For most of us that's not an issue, but for people who suffer conditions that stop them from breathing deeply - or, at the other end of the spectrum, who sigh so often that it becomes debilitating - it's not so simple. Which is why it's so important to work out how the process is regulated.

To do this, the team worked with lab mice, which sigh up to 40 times an hour. They screened more than 19,000 gene-expression patterns in the animals' brain cells, and eventually honed in on 200 neurons that manufacture and release one of two neuropeptides. These neuropeptides were known to influence breathing in humans, but no one had been able to work out how.

By studying the pathway in mice further, they found that the peptides stimulate a second set of 200 neurons, which then activated the mouse's breathing muscles to produce a sigh.

When the team increased the amount of peptide being produced, the mice started sighing 400 times an hour, instead of 40. Alternatively, they were able to stop the mice sighing altogether when they blocked the peptides.

"These molecular pathways are critical regulators of sighing, and define the core of a sigh-control circuit," said Krasnow. "It may now be possible to find drugs that target these pathways to control sighing."

Further research is needed to confirm that this same pathway exists in humans, but the similarities in the mouse and human systems suggest we're on the right track.

One thing that still remains a mystery, however, is whether emotional sighing works the same way.

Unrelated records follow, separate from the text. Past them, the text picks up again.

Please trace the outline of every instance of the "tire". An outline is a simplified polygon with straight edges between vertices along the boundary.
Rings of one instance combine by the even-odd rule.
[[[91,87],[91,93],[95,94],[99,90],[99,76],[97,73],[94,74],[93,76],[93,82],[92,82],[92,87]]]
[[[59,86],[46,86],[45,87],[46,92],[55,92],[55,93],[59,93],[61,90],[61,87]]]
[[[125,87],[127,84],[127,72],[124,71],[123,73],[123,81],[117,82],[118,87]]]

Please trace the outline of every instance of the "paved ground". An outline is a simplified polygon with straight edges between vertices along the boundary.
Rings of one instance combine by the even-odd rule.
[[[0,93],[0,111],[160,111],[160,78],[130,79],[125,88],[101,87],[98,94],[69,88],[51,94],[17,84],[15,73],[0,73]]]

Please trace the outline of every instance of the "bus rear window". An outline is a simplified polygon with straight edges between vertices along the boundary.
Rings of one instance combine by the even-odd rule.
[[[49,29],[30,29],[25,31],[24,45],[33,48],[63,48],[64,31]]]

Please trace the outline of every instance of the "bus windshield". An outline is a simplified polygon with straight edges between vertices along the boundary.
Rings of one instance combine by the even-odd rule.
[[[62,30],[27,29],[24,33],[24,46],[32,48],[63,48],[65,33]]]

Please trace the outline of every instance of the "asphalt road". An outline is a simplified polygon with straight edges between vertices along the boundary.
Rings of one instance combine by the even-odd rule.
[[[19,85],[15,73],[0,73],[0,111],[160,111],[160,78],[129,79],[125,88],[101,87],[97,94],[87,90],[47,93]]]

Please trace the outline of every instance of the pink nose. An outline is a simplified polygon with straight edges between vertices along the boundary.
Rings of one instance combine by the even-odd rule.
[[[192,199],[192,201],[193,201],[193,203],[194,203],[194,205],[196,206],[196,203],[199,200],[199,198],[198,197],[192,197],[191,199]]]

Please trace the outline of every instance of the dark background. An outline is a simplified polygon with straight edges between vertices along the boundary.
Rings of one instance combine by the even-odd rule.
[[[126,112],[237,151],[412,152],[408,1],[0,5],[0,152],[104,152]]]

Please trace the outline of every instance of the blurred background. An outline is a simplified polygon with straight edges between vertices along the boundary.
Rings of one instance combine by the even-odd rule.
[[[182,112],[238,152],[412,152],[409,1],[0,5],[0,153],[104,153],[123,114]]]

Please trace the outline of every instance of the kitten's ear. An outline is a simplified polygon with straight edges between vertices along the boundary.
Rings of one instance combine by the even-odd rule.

"There is certainly a component of sighing that relates to an emotional state. When you are stressed, for example, you sigh more," said Feldman. "It may be that neurons in the brain areas that process emotion are triggering the release of the sigh neuropeptides - but we don’t know that."

We'll have to wait for the answer to that question, but in the meantime, don't feel bad about sighing to your heart's content. Your alveoli will thank you for it.